Los aullidos de los monos que provenían de las
copas de los árboles, el croar de las ranas y la sinfonía del chirrear de
chicharras y saltamontes, llegaban a los oídos de Luisa como una amenaza latente.
La música de la jungla surtía efectos contraproducentes de euforia y melancolía
al mismo tiempo. La brisa, proveniente del río, refresco sus mejillas provocando
añoranzas de los vientos andinos y de la
puna que eran muy frescos. Por el río Huallaga, las turbulentas aguas arrastraban palizadas. Una nube de insectos volaban
sobre la superficie del agua. La balsa, remada por su marido y sus dos hijos, luchó contra la corriente y las palizadas por
apoderarse de un espacio libre y navegable.
La balsa al girar
la curva se perdió de vista, sin embargo, ella siguió mirando la silueta que
quedaba en la memoria. Ya borbotaban las aguas marrones, ya volaban los loros de
regreso a sus nidos, ya cabalgaba el sol en las colinas, ya se veía la silueta
de la luna, pero ella seguía con la mirada perdida en aquella curva.
El olor a barro de las aguas hizo que oteara
la orilla, desde donde la tierra en continua erosión se precipitaba al río,
junto a ella añejos árboles se inclinaban en reverencia forzada, desenterrando sus
largas raíces que intentaban vanamente
aferrarse al suelo. Ese aroma a río revuelto la afligía. En la orilla un batallón
de agallas en formación desesperada se apoyaban en un esfuerzo por mantenerse
fuera del fango que asfixiaba. Luisa cogió la jikra y en un solo movimiento la lleno
de toas, piñacunches y palometas. Nunca había visto a los peces venir a la orilla a dejarse atrapar fácilmente.
Se detuvo un momento, se pellizco y cerró los
ojos y las abrió nuevamente creyendo que estaba soñando. Allí estaban los peces.
Allí estaba también boca bajo, con el cuerpo despellejado, el cadáver de un
desconocido que flotaba en círculos en el remolino, completamente desnudo, con
la mano medio alzada y los dedos abiertos en un vano intento de transmitir un enigma. ¡Qué susto! ¡Qué
horror! Un largo escalofrío, un hielo
macabro la recorrió las venas . La alegría de la pesca se transformó en un
grito desesperado. ¡Auxilio! ¡Alguien me ayude!. Pensó en su esposo, en sus
hijos, pero ellos habían desaparecido
tragados por la curva en dirección al
pueblo y todavía regresarían mañana. El cadáver
seguía remando en el remanso, sin posibilidades de fuga.
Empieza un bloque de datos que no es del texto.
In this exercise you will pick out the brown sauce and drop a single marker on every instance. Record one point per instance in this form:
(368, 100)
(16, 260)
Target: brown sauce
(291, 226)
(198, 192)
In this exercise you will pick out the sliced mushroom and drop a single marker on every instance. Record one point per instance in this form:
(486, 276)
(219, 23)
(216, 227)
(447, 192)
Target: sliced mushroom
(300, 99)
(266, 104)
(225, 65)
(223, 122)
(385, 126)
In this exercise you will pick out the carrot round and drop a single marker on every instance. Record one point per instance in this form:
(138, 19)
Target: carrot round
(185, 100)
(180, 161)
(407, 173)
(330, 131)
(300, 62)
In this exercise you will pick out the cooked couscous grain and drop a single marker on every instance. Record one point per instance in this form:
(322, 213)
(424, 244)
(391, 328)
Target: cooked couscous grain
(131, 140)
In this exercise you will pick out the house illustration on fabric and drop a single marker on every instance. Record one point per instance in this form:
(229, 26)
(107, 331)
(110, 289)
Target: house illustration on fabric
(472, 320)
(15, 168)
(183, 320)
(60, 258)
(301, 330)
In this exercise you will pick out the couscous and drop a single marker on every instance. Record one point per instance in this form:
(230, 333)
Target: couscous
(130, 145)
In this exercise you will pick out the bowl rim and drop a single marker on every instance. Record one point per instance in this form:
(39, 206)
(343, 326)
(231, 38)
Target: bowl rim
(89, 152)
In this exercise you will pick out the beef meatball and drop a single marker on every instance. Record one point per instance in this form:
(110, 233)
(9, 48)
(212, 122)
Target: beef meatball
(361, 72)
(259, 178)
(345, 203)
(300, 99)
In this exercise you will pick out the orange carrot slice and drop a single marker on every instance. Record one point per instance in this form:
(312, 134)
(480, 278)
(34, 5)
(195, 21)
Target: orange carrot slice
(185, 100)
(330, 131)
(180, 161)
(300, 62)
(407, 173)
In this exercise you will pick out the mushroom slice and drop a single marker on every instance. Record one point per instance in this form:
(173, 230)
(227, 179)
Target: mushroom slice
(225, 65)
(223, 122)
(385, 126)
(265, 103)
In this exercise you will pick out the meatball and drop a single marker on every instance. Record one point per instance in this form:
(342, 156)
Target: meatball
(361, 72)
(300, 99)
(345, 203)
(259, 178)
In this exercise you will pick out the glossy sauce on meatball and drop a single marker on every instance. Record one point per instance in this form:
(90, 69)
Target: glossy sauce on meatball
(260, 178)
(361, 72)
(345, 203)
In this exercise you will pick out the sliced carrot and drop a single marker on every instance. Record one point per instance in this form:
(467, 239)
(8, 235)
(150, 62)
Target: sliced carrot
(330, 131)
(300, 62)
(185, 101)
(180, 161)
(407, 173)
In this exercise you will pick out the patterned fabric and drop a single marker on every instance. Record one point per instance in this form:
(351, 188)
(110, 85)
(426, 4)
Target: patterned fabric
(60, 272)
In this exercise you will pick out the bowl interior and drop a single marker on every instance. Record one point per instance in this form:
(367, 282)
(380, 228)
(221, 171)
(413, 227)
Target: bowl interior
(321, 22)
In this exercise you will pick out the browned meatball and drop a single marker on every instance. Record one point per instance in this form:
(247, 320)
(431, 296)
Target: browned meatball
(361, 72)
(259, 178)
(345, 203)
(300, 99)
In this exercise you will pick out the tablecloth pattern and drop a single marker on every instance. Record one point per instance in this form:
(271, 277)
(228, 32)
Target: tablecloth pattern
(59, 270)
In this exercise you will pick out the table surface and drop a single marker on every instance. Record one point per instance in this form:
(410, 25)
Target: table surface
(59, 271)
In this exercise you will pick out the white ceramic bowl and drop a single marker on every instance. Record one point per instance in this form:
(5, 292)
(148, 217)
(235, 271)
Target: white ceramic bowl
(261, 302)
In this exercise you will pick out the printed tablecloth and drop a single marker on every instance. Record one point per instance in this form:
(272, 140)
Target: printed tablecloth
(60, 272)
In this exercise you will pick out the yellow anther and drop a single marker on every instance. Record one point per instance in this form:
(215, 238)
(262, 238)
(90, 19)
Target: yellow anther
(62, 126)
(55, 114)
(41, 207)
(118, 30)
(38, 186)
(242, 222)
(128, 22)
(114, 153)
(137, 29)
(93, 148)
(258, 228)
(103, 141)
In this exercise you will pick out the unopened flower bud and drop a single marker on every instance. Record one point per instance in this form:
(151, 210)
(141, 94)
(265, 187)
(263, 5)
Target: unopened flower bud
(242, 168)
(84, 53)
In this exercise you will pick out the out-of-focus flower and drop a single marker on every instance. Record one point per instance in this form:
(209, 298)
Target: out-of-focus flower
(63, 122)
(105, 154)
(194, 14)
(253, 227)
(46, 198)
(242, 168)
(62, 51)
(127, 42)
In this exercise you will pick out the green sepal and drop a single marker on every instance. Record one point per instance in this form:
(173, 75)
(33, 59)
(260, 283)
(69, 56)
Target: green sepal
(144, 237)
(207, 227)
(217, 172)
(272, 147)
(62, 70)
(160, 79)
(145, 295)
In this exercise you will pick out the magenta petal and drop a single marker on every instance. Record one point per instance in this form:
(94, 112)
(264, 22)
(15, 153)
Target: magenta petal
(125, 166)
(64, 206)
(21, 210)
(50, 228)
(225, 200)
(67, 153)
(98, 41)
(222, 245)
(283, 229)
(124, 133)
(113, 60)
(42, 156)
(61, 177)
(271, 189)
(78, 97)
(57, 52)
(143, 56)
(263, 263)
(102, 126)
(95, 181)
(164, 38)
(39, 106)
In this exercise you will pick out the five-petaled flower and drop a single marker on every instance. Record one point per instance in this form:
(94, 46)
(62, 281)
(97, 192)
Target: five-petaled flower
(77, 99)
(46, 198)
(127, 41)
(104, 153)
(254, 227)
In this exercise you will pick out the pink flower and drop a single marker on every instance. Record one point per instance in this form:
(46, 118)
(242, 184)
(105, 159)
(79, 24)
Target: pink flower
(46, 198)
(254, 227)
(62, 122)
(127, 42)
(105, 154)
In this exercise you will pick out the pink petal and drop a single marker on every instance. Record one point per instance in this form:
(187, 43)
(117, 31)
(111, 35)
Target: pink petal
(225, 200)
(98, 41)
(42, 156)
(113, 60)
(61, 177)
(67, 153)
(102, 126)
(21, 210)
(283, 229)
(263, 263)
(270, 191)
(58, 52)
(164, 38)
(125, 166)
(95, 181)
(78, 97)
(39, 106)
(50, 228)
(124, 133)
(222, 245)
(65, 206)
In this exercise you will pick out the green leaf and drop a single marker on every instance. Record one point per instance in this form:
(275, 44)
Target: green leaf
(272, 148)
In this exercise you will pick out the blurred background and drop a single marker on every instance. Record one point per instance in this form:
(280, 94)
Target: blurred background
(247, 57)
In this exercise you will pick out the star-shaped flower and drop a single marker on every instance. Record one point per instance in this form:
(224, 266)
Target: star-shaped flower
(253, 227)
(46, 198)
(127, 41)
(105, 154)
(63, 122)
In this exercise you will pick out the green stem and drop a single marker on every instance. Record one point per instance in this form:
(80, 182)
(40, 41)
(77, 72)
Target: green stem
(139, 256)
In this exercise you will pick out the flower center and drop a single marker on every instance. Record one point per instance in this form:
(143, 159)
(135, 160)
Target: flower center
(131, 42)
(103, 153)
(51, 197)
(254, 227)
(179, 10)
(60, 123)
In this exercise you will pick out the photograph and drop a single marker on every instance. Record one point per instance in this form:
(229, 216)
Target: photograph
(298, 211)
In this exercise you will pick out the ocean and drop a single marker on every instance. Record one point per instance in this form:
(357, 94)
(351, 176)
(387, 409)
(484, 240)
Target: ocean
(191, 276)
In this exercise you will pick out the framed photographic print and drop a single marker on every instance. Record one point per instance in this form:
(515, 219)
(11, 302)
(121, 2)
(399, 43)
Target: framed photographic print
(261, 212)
Desesperada abandonó la jikra por la trocha, en su loca carrera
por llegar a la casa del vecino más próximo a una media hora de camino por la
jungla. Corría, corría y corría. No
quiso voltear, porque creía en lo que decían las gentes, “…el espíritu del
maligno viene a perseguir al alma de los que se ahogan …”
Cuando creyó que
se había alejado lo suficiente se detuvo, pero tan solo pudo comprobar que había
estado corriendo en círculos, allí a unos pasos estaba el tambo y un poco más allá
el puerto y seguramente el ahogado. Lo suponía, porque la luz de la luna no le
permitía ver más allá. Al contrario las sombras de los árboles se transformaban
en caprichosas siluetas de presuntos malignos.
“¡Auxilio…,
Auxilio…, Auxilio!” Grito desesperadamente, rego con su llanto la blusa, la
falda y sus manos y cuando se sentía a punto de desmayarse. Una robusta mano la
acaricio por la espalda. “No te asustes, ¿Qué te pasa?” le dijo, “soy tu marido,
he olvidado el dinero para las compras, he dejado a los chicos que vayan al
pueblo y yo he regresado…”
La mujer aun
desconfiada, se refugió en los brazos del marido, se consoló con más lágrimas y
después de desfogarse, le contó lo sucedido.
Aquella noche prefirieron no andar al río. Al amanecer encontraron la jikra con los peces. Las aguas habían disminuido y el ahogado ya no estaba.